Family. Use binomial for classification with logistic regression, others are for regression problems.

  • AUTO: Automatic selection. Uses multinomial for polynominal, binomial for binominal and gaussian for numeric labels.
  • gaussian: The data must be numeric (real or integer).
  • binomial: The data must be binominal or polynominal with 2 levels/classes.
  • multinomial: The data must be polynominal with more than two levels/classes.
  • poisson: The data must be numeric and non-negative (integer).
  • gamma: The data must be numeric and continuous and positive (real or integer).
  • tweedie: The data must be numeric and continuous (real) and non-negative.

Solver

Select the solver to use. IRLSM is fast on problems with a small number of predictors and for lambda-search with L1 penalty, while L_BFGS scales better for datasets with many columns. COORDINATE_DESCENT is IRLSM with the covariance updates version of cyclical coordinate descent in the innermost loop. COORDINATE_DESCENT_NAIVE is IRLSM with the naive updates version of cyclical coordinate descent in the innermost loop. COORDINATE_DESCENT_NAIVE and COORDINATE_DESCENT are currently experimental. Values:

  • AUTO
  • IRLSM
  • L_BFGS
  • COORDINATE_DESCENT (experimental)
  • COORDINATE_DESCENT_NAIVE (experimental)

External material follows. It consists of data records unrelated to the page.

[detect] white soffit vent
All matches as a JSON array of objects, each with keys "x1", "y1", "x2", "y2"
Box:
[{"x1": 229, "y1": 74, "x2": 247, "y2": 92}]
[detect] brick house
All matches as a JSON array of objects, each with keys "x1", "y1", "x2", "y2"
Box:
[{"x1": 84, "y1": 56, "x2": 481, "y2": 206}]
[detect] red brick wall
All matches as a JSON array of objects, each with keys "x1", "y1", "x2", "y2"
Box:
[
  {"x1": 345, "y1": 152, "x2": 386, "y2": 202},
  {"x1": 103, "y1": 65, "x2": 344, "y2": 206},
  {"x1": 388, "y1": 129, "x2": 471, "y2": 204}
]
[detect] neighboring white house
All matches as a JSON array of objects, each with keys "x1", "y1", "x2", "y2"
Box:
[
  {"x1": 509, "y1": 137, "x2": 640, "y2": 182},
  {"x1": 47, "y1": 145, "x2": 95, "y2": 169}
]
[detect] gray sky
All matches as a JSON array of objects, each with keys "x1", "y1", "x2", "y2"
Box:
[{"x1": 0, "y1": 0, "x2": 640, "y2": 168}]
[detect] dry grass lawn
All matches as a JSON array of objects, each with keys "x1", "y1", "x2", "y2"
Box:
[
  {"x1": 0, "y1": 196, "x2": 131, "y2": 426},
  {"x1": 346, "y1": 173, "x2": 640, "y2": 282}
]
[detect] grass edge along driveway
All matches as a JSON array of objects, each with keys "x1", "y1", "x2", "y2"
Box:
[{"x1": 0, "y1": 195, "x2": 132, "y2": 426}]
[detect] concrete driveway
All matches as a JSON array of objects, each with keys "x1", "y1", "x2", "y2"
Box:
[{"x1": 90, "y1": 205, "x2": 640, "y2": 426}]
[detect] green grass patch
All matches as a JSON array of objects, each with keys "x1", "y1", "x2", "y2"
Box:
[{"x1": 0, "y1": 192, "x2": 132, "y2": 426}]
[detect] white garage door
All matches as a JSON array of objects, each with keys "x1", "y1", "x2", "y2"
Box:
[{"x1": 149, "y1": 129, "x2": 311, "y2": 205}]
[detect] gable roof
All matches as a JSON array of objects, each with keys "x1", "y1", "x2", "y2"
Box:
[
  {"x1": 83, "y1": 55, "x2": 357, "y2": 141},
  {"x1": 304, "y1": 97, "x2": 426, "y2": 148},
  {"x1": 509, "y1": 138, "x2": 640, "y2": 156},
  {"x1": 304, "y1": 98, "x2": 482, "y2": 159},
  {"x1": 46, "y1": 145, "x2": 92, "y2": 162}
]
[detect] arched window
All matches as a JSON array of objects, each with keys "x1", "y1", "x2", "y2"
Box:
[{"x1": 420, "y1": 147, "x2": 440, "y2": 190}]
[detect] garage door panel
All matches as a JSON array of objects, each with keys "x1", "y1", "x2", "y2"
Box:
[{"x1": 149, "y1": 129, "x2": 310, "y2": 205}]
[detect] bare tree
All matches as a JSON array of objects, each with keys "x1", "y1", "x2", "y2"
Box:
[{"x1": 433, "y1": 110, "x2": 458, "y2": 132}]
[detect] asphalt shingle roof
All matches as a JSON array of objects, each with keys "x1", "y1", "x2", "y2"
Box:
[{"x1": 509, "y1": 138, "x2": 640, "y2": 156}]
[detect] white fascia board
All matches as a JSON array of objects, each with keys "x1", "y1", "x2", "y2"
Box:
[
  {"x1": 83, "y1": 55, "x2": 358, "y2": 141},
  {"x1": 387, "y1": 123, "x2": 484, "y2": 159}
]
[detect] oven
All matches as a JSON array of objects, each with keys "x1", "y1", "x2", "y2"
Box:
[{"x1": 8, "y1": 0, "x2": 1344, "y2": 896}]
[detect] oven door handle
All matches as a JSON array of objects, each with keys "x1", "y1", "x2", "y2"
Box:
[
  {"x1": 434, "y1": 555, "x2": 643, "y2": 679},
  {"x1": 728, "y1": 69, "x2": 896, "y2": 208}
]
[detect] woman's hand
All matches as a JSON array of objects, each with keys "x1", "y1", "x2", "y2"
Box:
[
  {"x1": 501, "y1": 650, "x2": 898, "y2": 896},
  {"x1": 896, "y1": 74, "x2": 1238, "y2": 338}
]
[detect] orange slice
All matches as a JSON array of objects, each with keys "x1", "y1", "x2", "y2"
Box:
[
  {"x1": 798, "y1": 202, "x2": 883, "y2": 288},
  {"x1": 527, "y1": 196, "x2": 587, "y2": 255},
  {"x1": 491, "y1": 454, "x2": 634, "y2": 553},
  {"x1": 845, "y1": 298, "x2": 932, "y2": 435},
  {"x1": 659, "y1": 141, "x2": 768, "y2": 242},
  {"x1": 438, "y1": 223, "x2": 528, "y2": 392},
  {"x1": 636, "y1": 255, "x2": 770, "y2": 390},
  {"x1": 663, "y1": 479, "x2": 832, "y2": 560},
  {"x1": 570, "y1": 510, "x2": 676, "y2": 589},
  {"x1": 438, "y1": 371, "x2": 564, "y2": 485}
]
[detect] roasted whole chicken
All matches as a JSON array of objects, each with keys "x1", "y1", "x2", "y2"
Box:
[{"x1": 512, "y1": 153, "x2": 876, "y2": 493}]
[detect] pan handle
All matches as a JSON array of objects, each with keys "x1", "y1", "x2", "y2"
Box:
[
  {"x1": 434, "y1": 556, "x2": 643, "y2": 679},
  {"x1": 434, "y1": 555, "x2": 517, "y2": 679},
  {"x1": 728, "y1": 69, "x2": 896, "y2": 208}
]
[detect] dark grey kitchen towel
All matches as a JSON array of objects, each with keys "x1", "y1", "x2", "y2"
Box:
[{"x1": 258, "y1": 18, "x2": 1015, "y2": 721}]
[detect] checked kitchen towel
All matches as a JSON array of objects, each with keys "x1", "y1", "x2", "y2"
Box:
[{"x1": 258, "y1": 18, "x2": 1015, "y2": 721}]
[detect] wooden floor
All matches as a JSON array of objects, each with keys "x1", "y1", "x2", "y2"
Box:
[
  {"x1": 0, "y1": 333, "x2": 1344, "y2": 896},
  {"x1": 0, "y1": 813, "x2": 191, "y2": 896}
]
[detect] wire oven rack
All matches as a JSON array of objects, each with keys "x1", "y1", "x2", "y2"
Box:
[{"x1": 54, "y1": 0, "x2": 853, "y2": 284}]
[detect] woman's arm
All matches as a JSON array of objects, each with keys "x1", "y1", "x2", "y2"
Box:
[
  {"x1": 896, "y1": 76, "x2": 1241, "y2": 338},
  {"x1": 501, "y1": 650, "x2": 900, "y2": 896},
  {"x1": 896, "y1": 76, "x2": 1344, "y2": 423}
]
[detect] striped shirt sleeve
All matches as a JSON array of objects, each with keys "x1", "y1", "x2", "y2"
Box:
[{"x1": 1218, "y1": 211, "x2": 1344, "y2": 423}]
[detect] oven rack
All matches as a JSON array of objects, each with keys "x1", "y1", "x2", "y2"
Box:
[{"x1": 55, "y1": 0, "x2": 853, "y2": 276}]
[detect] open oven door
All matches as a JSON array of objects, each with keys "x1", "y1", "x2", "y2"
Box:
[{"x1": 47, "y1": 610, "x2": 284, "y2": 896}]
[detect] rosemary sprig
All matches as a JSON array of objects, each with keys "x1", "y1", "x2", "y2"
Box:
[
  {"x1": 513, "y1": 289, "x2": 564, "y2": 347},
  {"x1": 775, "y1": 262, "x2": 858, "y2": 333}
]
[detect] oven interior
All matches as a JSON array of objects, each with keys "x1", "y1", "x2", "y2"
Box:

The link function relates the linear predictor to the distribution function. The default is the canonical link for the specified family. Only available for gaussian, poisson and gamma families, because only one link type is possible for the others:

  • Family: binomial; Link: logit
  • Family: multinomial; Link: multinomial
  • Family: tweedie; Link: tweedie
  • family_default: Uses identity for gaussian, log for possion and inverse for gamma family.
  • identity: Possible family options: Gaussian, Poisson, Gamma
  • log: Possible family options: Gaussian, Poisson, Gamma
  • inverse: Possible family options: Gaussian, Gamma

Reproducible

Makes model building reproducible. If set then maximum_number_of_threads parameter controls parallelism level of model building. If not set then parallelism level is defined by number of threads in General Preferences.

Maximum number of threads

Controls parallelism level of model building.

Specify beta constraints

If enabled, beta constraints for the regular attributes can be provided.

Use regularization

Check this box if regularization should be used. For regularization, you can specify the lambda, alpha and the lambda search related parameters. If alpha or lambda is undefined (default), H2O will calculate default values for them based on the training data and the other parameters. If this parameter is set to false, lambda is set to 0.0 (means no regularization).

Lambda

The lambda parameter controls the amount of regularization applied. If lambda is 0.0, no regularization is applied and the alpha parameter is ignored (you can set this by disabling theuse regularizationparameter). The default value for lambda is calculated by H2O using a heuristic based on the training data. Providing multiple lambda values via the advanced parameters triggers a search.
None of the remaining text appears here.